CAMBRIDGE, Mass. (ABP) — A group of young Democrats met during their party's national convention to discuss how they can help the Democratic Party “regain its moral footing,” as one participant described it.
The meeting, “Faith in Politics Roundtable: Restoring Religious Vision,” was held July 28 in a meeting room on the Harvard University campus, just outside Boston. The session was convened by a group called the 2020 Democrats, an independent, year-old network of about 3,000 high school to college-aged people from across the country who want to unite their peers around a progressive agenda for the nation.
Earlier in the day, a “People of Faith Luncheon” likewise urged Democrats gathered for their national convention to integrate moral and religious values into their party's policies and positions.

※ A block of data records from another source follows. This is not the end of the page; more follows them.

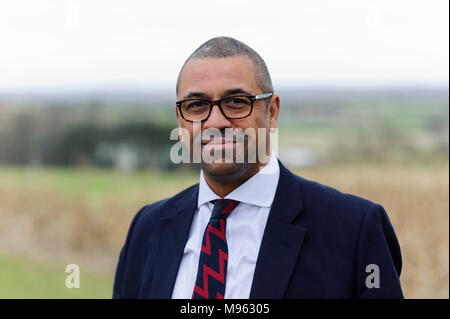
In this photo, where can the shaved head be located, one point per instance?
(224, 47)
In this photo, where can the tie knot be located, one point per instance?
(223, 208)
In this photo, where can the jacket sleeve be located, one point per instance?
(122, 264)
(379, 260)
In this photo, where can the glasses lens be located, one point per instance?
(237, 106)
(195, 109)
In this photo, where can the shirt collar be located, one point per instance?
(259, 190)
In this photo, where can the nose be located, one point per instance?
(216, 119)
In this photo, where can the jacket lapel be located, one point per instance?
(282, 241)
(173, 233)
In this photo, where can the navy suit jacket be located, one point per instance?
(317, 244)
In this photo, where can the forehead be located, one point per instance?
(216, 75)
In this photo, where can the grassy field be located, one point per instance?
(54, 217)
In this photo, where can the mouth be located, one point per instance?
(218, 143)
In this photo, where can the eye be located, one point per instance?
(196, 104)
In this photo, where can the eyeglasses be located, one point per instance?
(232, 107)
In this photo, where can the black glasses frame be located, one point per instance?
(253, 98)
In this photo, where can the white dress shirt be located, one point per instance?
(244, 232)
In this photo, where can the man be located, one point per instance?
(252, 229)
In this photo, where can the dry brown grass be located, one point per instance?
(39, 219)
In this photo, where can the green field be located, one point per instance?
(21, 277)
(54, 217)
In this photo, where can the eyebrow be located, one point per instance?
(225, 93)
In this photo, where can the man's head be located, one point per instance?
(224, 67)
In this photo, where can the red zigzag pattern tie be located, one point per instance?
(212, 266)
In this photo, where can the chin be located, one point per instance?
(224, 171)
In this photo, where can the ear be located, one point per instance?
(273, 110)
(179, 119)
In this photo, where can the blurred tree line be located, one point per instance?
(93, 135)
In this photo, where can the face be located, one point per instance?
(217, 78)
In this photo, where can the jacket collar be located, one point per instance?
(279, 251)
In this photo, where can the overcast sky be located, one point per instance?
(96, 44)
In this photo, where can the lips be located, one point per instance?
(217, 141)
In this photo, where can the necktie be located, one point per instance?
(212, 266)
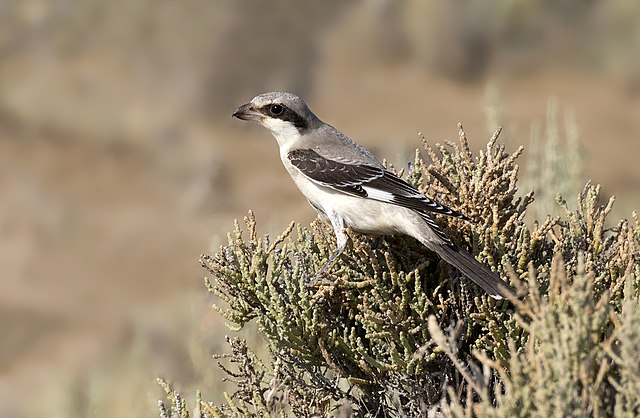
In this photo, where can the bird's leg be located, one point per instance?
(341, 240)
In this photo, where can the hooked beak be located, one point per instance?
(247, 112)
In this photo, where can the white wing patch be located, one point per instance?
(378, 194)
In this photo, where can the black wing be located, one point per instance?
(366, 181)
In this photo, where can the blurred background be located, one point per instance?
(120, 163)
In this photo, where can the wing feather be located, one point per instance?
(367, 181)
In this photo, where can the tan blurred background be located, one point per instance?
(120, 163)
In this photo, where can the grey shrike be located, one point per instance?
(346, 185)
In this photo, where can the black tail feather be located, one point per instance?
(474, 270)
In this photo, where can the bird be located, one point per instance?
(350, 188)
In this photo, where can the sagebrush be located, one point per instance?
(400, 333)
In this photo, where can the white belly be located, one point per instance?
(359, 214)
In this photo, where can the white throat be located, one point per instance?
(285, 133)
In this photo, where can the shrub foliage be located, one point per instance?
(399, 333)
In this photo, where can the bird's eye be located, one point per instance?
(276, 109)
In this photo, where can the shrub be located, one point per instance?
(400, 333)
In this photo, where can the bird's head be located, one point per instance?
(284, 114)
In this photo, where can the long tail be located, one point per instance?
(474, 270)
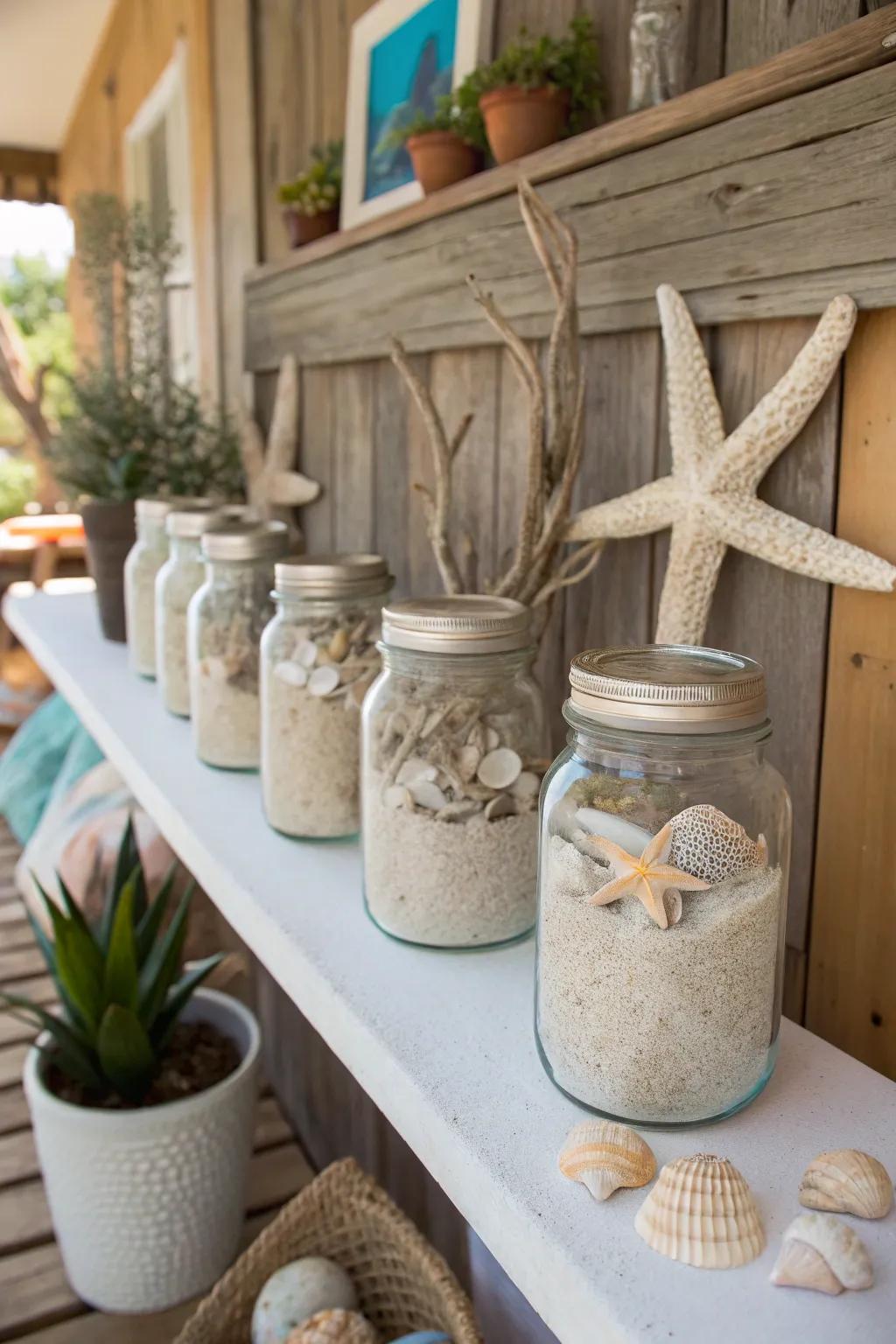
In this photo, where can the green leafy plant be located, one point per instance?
(132, 428)
(567, 63)
(320, 186)
(454, 112)
(120, 983)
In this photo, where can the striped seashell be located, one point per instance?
(702, 1213)
(333, 1326)
(606, 1156)
(821, 1253)
(846, 1181)
(708, 844)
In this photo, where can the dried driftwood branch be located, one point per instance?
(555, 396)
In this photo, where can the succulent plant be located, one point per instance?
(120, 982)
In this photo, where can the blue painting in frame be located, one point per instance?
(409, 70)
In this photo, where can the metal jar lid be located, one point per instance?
(465, 624)
(669, 689)
(332, 576)
(245, 541)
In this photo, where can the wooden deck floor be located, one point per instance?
(35, 1298)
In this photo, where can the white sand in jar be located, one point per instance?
(311, 747)
(226, 719)
(449, 885)
(648, 1023)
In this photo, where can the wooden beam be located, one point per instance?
(766, 215)
(852, 988)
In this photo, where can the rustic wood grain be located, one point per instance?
(732, 215)
(852, 990)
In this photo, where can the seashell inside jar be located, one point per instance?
(318, 659)
(452, 767)
(665, 840)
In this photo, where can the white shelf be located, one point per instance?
(444, 1045)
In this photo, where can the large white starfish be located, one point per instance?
(710, 499)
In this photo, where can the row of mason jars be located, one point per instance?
(421, 722)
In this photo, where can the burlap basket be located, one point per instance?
(402, 1284)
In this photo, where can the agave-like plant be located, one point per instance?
(120, 982)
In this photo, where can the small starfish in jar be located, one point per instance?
(648, 878)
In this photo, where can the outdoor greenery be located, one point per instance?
(320, 186)
(567, 63)
(120, 983)
(132, 428)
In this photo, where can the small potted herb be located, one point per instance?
(141, 1095)
(444, 147)
(537, 90)
(311, 200)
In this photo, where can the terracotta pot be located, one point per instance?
(109, 529)
(441, 158)
(305, 228)
(519, 122)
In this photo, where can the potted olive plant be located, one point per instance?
(132, 429)
(311, 200)
(444, 147)
(537, 90)
(141, 1093)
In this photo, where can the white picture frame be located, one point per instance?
(472, 46)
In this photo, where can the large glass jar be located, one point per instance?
(182, 576)
(662, 887)
(453, 738)
(318, 657)
(225, 624)
(145, 558)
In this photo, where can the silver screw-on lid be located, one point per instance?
(465, 624)
(245, 541)
(669, 689)
(332, 576)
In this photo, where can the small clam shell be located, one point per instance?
(305, 654)
(339, 646)
(323, 680)
(846, 1181)
(427, 794)
(823, 1253)
(702, 1213)
(416, 769)
(499, 769)
(606, 1156)
(333, 1326)
(293, 674)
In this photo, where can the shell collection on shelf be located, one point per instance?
(331, 660)
(822, 1253)
(451, 761)
(606, 1156)
(846, 1181)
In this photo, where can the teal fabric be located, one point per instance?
(50, 752)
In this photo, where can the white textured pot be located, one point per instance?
(148, 1205)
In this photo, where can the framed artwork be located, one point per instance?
(403, 55)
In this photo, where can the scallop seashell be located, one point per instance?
(427, 794)
(846, 1181)
(335, 1326)
(323, 680)
(822, 1253)
(606, 1156)
(702, 1213)
(708, 844)
(305, 654)
(499, 769)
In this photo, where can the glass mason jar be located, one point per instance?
(318, 660)
(453, 738)
(182, 574)
(145, 558)
(225, 624)
(662, 887)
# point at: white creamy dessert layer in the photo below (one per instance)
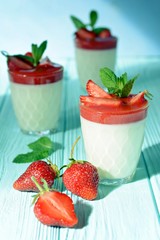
(113, 149)
(90, 61)
(37, 107)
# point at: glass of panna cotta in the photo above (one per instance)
(93, 52)
(113, 133)
(36, 95)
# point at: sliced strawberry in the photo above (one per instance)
(85, 34)
(137, 99)
(92, 101)
(105, 33)
(54, 208)
(95, 91)
(15, 63)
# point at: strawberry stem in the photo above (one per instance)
(37, 184)
(73, 147)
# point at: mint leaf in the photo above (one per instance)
(37, 52)
(128, 87)
(30, 157)
(108, 78)
(42, 144)
(77, 22)
(93, 18)
(119, 86)
(42, 148)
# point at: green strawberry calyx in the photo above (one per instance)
(93, 17)
(72, 159)
(119, 86)
(42, 188)
(35, 56)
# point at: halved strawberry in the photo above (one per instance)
(85, 34)
(16, 63)
(95, 91)
(105, 33)
(92, 101)
(54, 208)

At the meeting of younger Democrats, moderator Nathan Wilson began the discussion by asking the approximately 30 participants what comes to mind when they hear the term “religion and politics.”
“Jerry Falwell!” one participant immediately responded, to a mixture of laughter and groans from the audience.
Wilson is an ordained Disciples of Christ minister and former director of public policy for the Washington anti-poverty group Call to Renewal. He said that response — and the names of other leaders in the Religious Right — is regretfully common when talking about the intersection of faith and the public sphere. “The list doesn't really warm the hearts of progressives,” he said.
But, as Wilson and other participants argued, the realm of moral issues in politics goes far beyond the common topics — abortion, sexuality issues and public displays of religion.
And they think Democrats can change that for the better.
Wilson and his fellow 2020 Democrats members have begun a project to get the party to use more faith-based arguments in talking about those social issues on which they think the Democratic Party has a moral edge.
The Harvard meeting was designed as a brainstorming session to come up with ideas the group can implement or pitch to Democratic opinion leaders — ways to explain how their faith motivates them to be passionate advocates for economic justice, human rights and religious freedom.
“A lot of Democrats are actually afraid [to talk about faith],” said 16-year-old Emily Hogin, a high school student from California. “They get pushed away from it” for fear of offending people who don't share their religious creed.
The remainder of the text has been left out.